Depth of interest unknown

How big a dent might proximate commuting make in gridlock? How many long-distance
commuters might be interested?

No one knows, including Mullins.

Proximate commuting isn’t for everyone, he admits.

It probably has most potential in organizations that employ many people at many sites doing the
same jobs, says Daniel Rodriguez, a University of North Carolina regional-planning professor who
has conducted feasibility studies. Many employers don’t fit that profile, he adds.

Winters, the Florida researcher, says proximate commuting also may encounter resistance from
firms and workers who would seemingly benefit. "Don’t automatically assume that everybody wants
to work closer to home," he says.

Employees might not want to leave familiar surroundings and co-workers, or a boss they like, for
something unknown.

The job closer to home might have the same title and pay, but not be appealing for some other
reason.

In some companies, workers might lose seniority by switching.

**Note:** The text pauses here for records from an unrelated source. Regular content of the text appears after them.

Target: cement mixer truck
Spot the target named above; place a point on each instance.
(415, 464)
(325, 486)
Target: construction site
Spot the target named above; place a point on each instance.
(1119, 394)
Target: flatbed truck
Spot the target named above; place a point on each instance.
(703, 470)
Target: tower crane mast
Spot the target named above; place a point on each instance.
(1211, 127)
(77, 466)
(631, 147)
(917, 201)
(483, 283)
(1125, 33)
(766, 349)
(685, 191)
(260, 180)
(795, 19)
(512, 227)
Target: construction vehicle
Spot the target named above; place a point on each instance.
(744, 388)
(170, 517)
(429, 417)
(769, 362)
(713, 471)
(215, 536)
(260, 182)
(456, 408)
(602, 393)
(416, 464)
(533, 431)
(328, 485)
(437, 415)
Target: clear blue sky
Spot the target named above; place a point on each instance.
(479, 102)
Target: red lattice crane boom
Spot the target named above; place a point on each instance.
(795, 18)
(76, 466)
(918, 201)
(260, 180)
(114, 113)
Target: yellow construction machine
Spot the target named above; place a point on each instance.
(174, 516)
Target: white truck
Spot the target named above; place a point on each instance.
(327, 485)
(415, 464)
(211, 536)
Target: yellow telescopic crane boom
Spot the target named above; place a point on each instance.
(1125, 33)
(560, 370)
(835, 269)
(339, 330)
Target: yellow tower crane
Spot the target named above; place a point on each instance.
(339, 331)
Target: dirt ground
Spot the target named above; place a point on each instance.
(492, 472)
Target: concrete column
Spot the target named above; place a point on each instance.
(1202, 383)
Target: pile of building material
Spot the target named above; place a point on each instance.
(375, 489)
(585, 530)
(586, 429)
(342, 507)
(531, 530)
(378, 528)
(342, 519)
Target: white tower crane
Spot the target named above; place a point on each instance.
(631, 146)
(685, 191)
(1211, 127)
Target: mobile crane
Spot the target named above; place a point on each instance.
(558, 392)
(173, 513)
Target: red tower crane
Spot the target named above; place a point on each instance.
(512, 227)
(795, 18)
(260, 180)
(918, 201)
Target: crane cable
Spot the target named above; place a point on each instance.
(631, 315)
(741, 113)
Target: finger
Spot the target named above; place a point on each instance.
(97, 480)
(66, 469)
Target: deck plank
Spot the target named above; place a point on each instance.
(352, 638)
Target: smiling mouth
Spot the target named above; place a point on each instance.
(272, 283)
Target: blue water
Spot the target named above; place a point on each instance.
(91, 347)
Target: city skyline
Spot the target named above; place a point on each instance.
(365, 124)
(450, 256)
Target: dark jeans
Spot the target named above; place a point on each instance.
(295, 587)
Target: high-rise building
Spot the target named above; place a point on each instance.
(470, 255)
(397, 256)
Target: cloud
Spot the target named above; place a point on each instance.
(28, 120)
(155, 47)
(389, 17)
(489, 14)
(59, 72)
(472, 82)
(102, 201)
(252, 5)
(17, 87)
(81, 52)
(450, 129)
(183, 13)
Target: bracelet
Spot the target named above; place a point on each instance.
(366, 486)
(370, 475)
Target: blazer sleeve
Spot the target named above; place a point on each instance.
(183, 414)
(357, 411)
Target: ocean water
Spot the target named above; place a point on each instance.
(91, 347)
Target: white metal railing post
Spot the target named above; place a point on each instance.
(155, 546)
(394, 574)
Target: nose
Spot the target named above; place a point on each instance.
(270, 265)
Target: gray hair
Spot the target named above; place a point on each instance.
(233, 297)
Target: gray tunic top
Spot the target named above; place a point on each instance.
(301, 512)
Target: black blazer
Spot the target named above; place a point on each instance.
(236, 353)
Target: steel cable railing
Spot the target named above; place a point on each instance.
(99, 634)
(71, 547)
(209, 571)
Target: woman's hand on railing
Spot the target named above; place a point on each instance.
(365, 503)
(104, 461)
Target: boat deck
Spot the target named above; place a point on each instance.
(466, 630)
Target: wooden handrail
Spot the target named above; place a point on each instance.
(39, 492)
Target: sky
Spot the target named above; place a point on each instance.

What’s more, Winters says, even if employees want to swap, managers might object to breaking up
a productive team.

Despite those obstacles, both Winters and Rodriguez are optimistic about proximate commuting’s
potential.

Mullins’ brainchild already has had a small impact in Seattle.

Judy Walker, district human-resources manager for Key Bank, says the company still tries to place
new hires in branches close to their homes. "He did get us to thinking about reducing the
commute."

Reshuffling library staff

The King County Library System, subject of another Mullins’ study, is using the information he
generated as it reshuffles its staff, offering some workers transfers to branches closer to home. "It’s
beneficial to them, it’s beneficial to the community and it’s beneficial to the environment," says
human-resources manager Charlene Richards.

The Greater Seattle Chamber of Commerce endorsed proximate commuting in December. It sent
letters to 20 large employers, urging them to seriously consider the program.

Mullins’ persistence finally seems to be paying off.

"I call this the Pet Rock of transportation," he says. "People keep saying, ‘Why didn’t I think of that?’
"

Eric Pryne can be reached at 206-464-2231 or [email protected].